Pair Corralation between Meridian Bhd and Mah Sing

Assuming the 90 days trading horizon Meridian Bhd is expected to generate 1.06 times less return on investment than Mah Sing. In addition to that, Meridian Bhd is 3.75 times more volatile than Mah Sing Group. It trades about 0.03 of its total potential returns per unit of risk. Mah Sing Group is currently generating about 0.14 per unit of volatility. If you would invest  75.00  in Mah Sing Group on September 2, 2024 and sell it today you would earn a total of  93.00  from holding Mah Sing Group or generate 124.0% return on investment over 90 days.
Time Period3 Months [change]
DirectionMoves Together 
StrengthInsignificant
Accuracy100.0%
ValuesDaily Returns

Meridian Bhd  vs.  Mah Sing Group

 Performance 
       Timeline  
Meridian Bhd 

Risk-Adjusted Performance

6 of 100

 
Weak
 
Strong
Modest
Compared to the overall equity markets, risk-adjusted returns on investments in Meridian Bhd are ranked lower than 6 (%) of all global equities and portfolios over the last 90 days. Despite quite conflicting basic indicators, Meridian Bhd disclosed solid returns over the last few months and may actually be approaching a breakup point.
Mah Sing Group 

Risk-Adjusted Performance

1 of 100

 
Weak
 
Strong
Weak
Compared to the overall equity markets, risk-adjusted returns on investments in Mah Sing Group are ranked lower than 1 (%) of all global equities and portfolios over the last 90 days.
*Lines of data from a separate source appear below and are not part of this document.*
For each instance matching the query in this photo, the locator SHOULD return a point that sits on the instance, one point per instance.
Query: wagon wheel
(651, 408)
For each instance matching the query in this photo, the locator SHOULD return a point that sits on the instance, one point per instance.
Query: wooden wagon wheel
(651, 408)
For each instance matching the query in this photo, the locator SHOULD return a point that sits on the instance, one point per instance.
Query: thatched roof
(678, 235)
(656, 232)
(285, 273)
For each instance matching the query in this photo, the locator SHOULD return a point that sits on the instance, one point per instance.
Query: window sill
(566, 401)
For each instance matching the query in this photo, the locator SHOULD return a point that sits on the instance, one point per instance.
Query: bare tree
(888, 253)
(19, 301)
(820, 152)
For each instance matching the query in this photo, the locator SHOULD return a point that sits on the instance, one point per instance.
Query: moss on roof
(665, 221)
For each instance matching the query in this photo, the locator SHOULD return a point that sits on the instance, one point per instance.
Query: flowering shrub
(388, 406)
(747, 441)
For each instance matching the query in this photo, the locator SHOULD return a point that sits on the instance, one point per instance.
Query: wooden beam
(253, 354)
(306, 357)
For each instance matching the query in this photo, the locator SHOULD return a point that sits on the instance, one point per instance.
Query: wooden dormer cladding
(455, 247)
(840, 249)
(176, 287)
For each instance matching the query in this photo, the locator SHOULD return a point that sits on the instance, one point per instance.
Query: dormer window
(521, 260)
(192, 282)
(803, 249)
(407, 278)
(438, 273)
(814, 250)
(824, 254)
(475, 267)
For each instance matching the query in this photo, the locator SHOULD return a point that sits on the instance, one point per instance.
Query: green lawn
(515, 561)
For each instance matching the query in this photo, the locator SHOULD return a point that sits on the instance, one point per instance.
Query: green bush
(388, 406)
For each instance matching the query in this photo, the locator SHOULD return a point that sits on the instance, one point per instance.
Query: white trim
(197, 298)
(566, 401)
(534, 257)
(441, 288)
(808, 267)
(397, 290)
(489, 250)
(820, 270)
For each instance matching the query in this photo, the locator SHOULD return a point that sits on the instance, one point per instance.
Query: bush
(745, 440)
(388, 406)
Despite quite persistent basic indicators, Mah Sing is not utilizing all of its potentials. The latest stock price mess, may contribute to short-term losses for the institutional investors.

Meridian Bhd and Mah Sing Volatility Contrast

   Predicted Return Density   
       Returns  

Pair Trading with Meridian Bhd and Mah Sing

The main advantage of trading using opposite Meridian Bhd and Mah Sing positions is that it hedges away some unsystematic risk. Because of two separate transactions, even if Meridian Bhd position performs unexpectedly, Mah Sing can make up some of the losses. Pair trading also minimizes risk from directional movements in the market. For example, if an entire industry or sector drops because of unexpected headlines, the short position in Mah Sing will offset losses from the drop in Mah Sing's long position.
The idea behind Meridian Bhd and Mah Sing Group pairs trading is to make the combined position market-neutral, meaning the overall market's direction will not affect its win or loss (or potential downside or upside). This can be achieved by designing a pairs trade with two highly correlated stocks or equities that operate in a similar space or sector, making it possible to obtain profits through simple and relatively low-risk investment.
Check out your portfolio center.
Note that this page's information should be used as a complementary analysis to find the right mix of equity instruments to add to your existing portfolios or create a brand new portfolio. You can also try the Portfolio Rebalancing module to analyze risk-adjusted returns against different time horizons to find asset-allocation targets.